Cresce la consapevolezza della onnipresenza di microplastiche negli oceani di tutto il mondo, ma sorprendentemente poca è la conoscenza circa il loro potenziale effetto sulla fauna marina. Una delle proprietà della plastica è la sua durata nel tempo, ma questo è anche un fattore negativo se lo si associa alla grande quantità di plastica, soprattutto a quella presente in particelle di piccole dimensioni, presente nei nostri oceani, essa rappresenta un rischio per la salute umana e per quella dell’ambiente. Il termine microplastiche è stato introdotto negli ultimi dieci anni per descrivere i piccoli pezzi di plastica trovati in mare, comunemente inferiori a 5 mm di diametro.
Le materie plastiche spesso contengono sostanze chimiche aggiunte durante la produzione e in grado di assorbire e concentrare gli agenti inquinanti come pesticidi e inquinanti organici persistenti tra cui i bifenili policlorurati (PCB) dall’acqua di mare circostante. Ci sono prove emergenti del trasferimento di sostanze chimiche nei tessuti da particelle di plastica ingeriti dai pesci. Secondo Adventurers and Scientists for Conservation (ASC), dove è in corso una iniziativa globale sulle microplastiche, diverse particelle sono state trovate nella maggior parte dei campioni marini raccolti da luoghi lontani come Maine, Alaska, Argentina, Thailandia e l’Antartide. Polimeri artificiali sono stati trovati in habitat marini profondi fino ai 5.755 metri nel Pacifico nord-occidentale. L’organizzazione sta espandendo la sua ricerca nei corsi di acqua dolce, nella speranza di individuare i principali fattori di inquinamento, con l’obiettivo di arrestarli alla fonte. Tuttavia, anche se il littering (malcostume di abbandonare rifiuti urbani) è stato fermato del tutto, l’alterazione di particelle più grandi già presenti nell’ambiente marino continuerà a produrre particelle microplastiche per molti anni a venire.
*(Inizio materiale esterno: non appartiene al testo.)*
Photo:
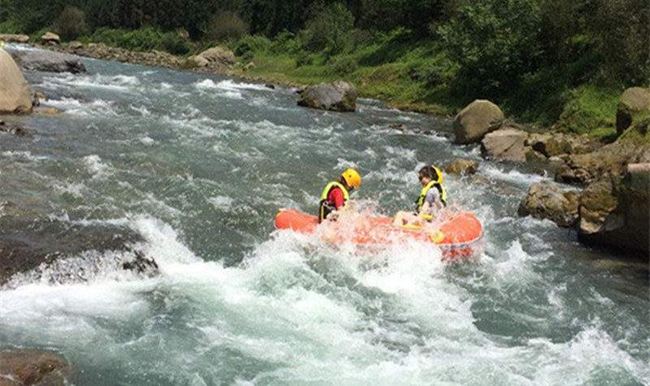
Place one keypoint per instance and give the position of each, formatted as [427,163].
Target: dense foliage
[532,56]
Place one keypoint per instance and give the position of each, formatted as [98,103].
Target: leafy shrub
[329,30]
[143,39]
[286,43]
[71,23]
[304,59]
[175,44]
[226,26]
[495,42]
[341,65]
[249,45]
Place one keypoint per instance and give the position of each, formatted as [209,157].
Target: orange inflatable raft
[458,236]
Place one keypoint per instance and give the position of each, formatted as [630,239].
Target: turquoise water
[198,165]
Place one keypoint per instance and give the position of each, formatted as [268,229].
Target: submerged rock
[16,130]
[218,56]
[477,119]
[15,94]
[505,145]
[49,61]
[545,200]
[50,38]
[461,167]
[337,96]
[610,159]
[14,38]
[33,367]
[52,246]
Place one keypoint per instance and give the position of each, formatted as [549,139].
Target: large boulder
[33,367]
[337,96]
[15,94]
[616,212]
[545,200]
[505,145]
[461,167]
[610,159]
[11,38]
[29,243]
[50,38]
[218,56]
[49,61]
[477,119]
[634,102]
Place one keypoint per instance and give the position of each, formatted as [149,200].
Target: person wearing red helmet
[337,193]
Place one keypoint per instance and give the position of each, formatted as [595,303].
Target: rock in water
[505,145]
[50,38]
[616,212]
[216,56]
[11,38]
[15,94]
[477,119]
[33,367]
[545,200]
[337,96]
[461,167]
[49,61]
[634,102]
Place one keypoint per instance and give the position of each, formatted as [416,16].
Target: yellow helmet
[352,178]
[439,173]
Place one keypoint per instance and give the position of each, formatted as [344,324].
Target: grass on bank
[408,74]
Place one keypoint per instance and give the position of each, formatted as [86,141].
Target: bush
[495,42]
[249,45]
[341,65]
[304,59]
[144,39]
[226,26]
[286,43]
[175,44]
[329,30]
[71,23]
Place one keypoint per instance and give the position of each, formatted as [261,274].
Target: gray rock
[49,61]
[461,167]
[50,38]
[41,249]
[15,94]
[545,200]
[477,119]
[616,212]
[14,38]
[33,367]
[337,96]
[505,145]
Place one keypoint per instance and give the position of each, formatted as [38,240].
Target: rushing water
[198,165]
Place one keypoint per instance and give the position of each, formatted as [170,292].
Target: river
[198,165]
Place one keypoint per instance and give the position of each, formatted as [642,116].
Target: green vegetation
[547,62]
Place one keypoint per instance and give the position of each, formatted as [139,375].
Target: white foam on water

Le fonti e gli effetti delle particelle microplastiche sugli ecosistemi marini sono stati recentemente rivisti dal Joint Group of Experts on the Scientific Aspects of Marine Environmental Protection (GESAMP) un organo consultivo delle Nazioni Unite, in un rapporto pubblicato dall’International Maritime Organisation. La relazione ha rilevato che le particelle microplastiche vengono ingerite da specie a tutti i livelli della catena alimentare marina, dal plancton alla fauna macro. Si trovano anche nello stomaco dei pesci e uccelli. Sono state registrate interazioni con le comunità batteriche e algali, ed è stato dimostrato l’assorbimento attraverso le branchie di particelle molto fini (8-10 micron) in granchi da riva. È stata provata la presenza di microplastiche nei tessuti o fluidi di filtratori. Willian Lart, consulente di Seafish, un ente pubblico non ministeriale che sovrintende l’industria ittica nel Regno Unito, ha condotto un’analisi delle lacune sulle informazioni. Lart crede che un maggiore sforzo deve essere fatto per indagare sulla possibile contaminazione per l’uomo attraverso una dieta che comprende il consumo di pesci e molluschi e che ci sia la necessità di avere più informazioni circa gli effetti delle sostanze inquinanti sugli ecosistemi e la biodiversità. Le indagini di microplastiche nei pesci fino ad oggi si sono concentrate sul contenuto intestinale, piuttosto che sul tessuto muscolare, ma gli studi attualmente in corso non stanno trascurando quest’ultimo aspetto molto importante. Per quanto riguarda l’ingestione umana di microplastiche, gli studi hanno rinvenuto che minuscole particelle di plastica possono muoversi attraverso la parete dell’intestino umano, e gli studi sperimentali sugli esseri umani e sui roditori indicano che gli effetti avversi possono iniziare ad emergere a causa di interazioni con cellule e tessuti di particelle di meno di un quarto di millimetro (250 micron).
L’istituto di ricerca norvegese Nofima, ha appena intrapreso un progetto di quattro anni per studiare come le particelle microplastiche assorbono i contaminanti ambientali, come queste influenzano la catena alimentare del merluzzo, e gli effetti sui pesci. Secondo il rapporto GESAMP, la consapevolezza dei potenziali impatti ecologici, sociali ed economici negativi delle microplastiche è molto meno sviluppata rispetto al problema dei macro-rifiuti. Il rapporto raccomanda l’impegno efficace a tutti i livelli della società, nel tentativo di aumentare la consapevolezza e promuovere il cambiamento del comportamento. Secondo l’organizzazione, aumentare la consapevolezza sull’effetto negativo delle microplastiche è necessario per salvaguardare la salute del ecosistema marino così come la salute umana.